Türkiye Barolar Birliği başkanlık seçimi için toplanan 11. Olağanüstü Genel Kurul’da konuşan Başkan Yardımcısı Berra Besler, TBB‘nin genel kurullarında kürsülerden hukuk adına, yargı adına mesleğin ve ülkenin sorunları adına değerlendirmelerde bulunulup kaygıların dile getirildiğini, ancak bu görüş ve düşüncelerin, konuların sorumluları ve yetkilileri tarafından hala algılanamadığını belirtti.
“Ülkemizin zor bir dönemden geçtiği son bir yılda yargı erki, Cumhuriyet tarihimizde bu zamana kadar görülmemiş bir siyasi baskı altına alınmıştır” diyen Besler, “Siyasi iktidarın, Hakimler ve Savcılar Yüksek Kurulunun görev ve sorumluluk alanına müdahale ederek, bir ağır ceza mahkemesi başkanı ile bir Yargıtay Cumhuriyet savcısını Adalet Bakanlığı kanalıyla meslekten ihraç etme girişimi, bir Cumhuriyet başsavcımızın gözaltına alınması ve tutuklanması, toplumu korkuya sevk eden ve huzuru bozacak nitelikteki gizli telefon dinlemelerinin yüksek yargı makamlarına, Cumhuriyet başsavcılarına, yargıçlara, mesleki örgütlenmelerin yöneticilerine ve hak arama özgürlüğünün sesi avukatlara kadar ulaşması, aynı zamanda uzayan gözaltılar, masumiyet karinesini göz ardı eden uygulamalar, hakim ve savcı atamalarındaki tıkanmalar, özel hayatın gizliliği ilkesine yönelik duyarsızlıklar, ‘lekelenmeme hakkı’nın ihlalleri, haberleşme özgürlüğüne vurulan darbeler.

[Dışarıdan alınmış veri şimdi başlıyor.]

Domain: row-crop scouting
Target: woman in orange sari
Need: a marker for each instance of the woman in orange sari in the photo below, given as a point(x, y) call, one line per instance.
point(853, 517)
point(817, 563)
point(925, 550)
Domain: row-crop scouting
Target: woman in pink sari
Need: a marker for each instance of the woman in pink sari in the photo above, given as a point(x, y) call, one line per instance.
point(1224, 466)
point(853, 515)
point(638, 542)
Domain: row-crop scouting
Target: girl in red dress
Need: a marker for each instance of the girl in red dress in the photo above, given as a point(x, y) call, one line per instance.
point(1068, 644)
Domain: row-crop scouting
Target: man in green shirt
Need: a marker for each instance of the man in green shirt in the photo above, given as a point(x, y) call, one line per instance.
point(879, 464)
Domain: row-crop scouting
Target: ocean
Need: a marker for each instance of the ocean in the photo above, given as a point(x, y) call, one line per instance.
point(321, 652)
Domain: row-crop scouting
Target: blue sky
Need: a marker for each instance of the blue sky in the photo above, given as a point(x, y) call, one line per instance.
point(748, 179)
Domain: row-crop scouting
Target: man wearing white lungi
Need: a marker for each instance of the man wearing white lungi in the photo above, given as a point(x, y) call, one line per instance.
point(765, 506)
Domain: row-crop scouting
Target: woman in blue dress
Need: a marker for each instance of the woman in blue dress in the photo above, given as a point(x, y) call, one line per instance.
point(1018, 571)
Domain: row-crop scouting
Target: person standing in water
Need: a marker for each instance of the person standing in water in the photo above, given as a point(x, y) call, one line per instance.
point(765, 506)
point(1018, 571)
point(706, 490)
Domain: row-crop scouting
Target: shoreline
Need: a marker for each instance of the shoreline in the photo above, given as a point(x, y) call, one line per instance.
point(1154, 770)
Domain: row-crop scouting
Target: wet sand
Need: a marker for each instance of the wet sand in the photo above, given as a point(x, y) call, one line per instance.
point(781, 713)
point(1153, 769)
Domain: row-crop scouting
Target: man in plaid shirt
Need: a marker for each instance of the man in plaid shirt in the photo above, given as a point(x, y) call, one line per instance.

Bunlar son bir yılda yaşadığımız hukuka aykırılıkların yalnızca bir kısmıdır” şeklinde konuştu.
TBB’nin, siyasi iktidarın ”yargı bağımsızlığını ortadan kaldırmayı hedefleyen ve hukuk devletinin temellerini sarsan ağır anayasa ihlalleri niteliğindeki” uygulamaları karşısında uyarıcı görevini ısrarla yaptığını dile getiren Besler, yaşanan bütün olumsuz gelişmelere ve karmaşa ortamına, son dönemde bir de “yargı reformu” adı altında gündeme getirilen Anayasa değişikliklerinin eklendiğini söyledi. Besler, yargı reformu adı altında yapılmak istenen Anayasa değişikliklerinin, “yürütmenin yargıya ve savunmaya müdahalesini Adalet Bakanlığı kanalıyla daha da etkin hale getireceğini” söyledi. Besler, bu durumda yargı bağımsızlığının güçlendirilmesi ve yargı tarafsızlığının geliştirilmesinin asla sağlanamayacağını belirtti.
Hükümetin “erkler arasındaki dengeleri bozan ve toplumda yargıya güven duygusunu sarsan” müdahalelerine karşı yargıdan yükselen sesleri “siyasi” olarak nitelediğini ifade eden Besler, her seferinde de ”toplumun hukuka olan güvenini zedeleyen ağır ve yaralayıcı bir üslubun” kullanıldığını söyledi.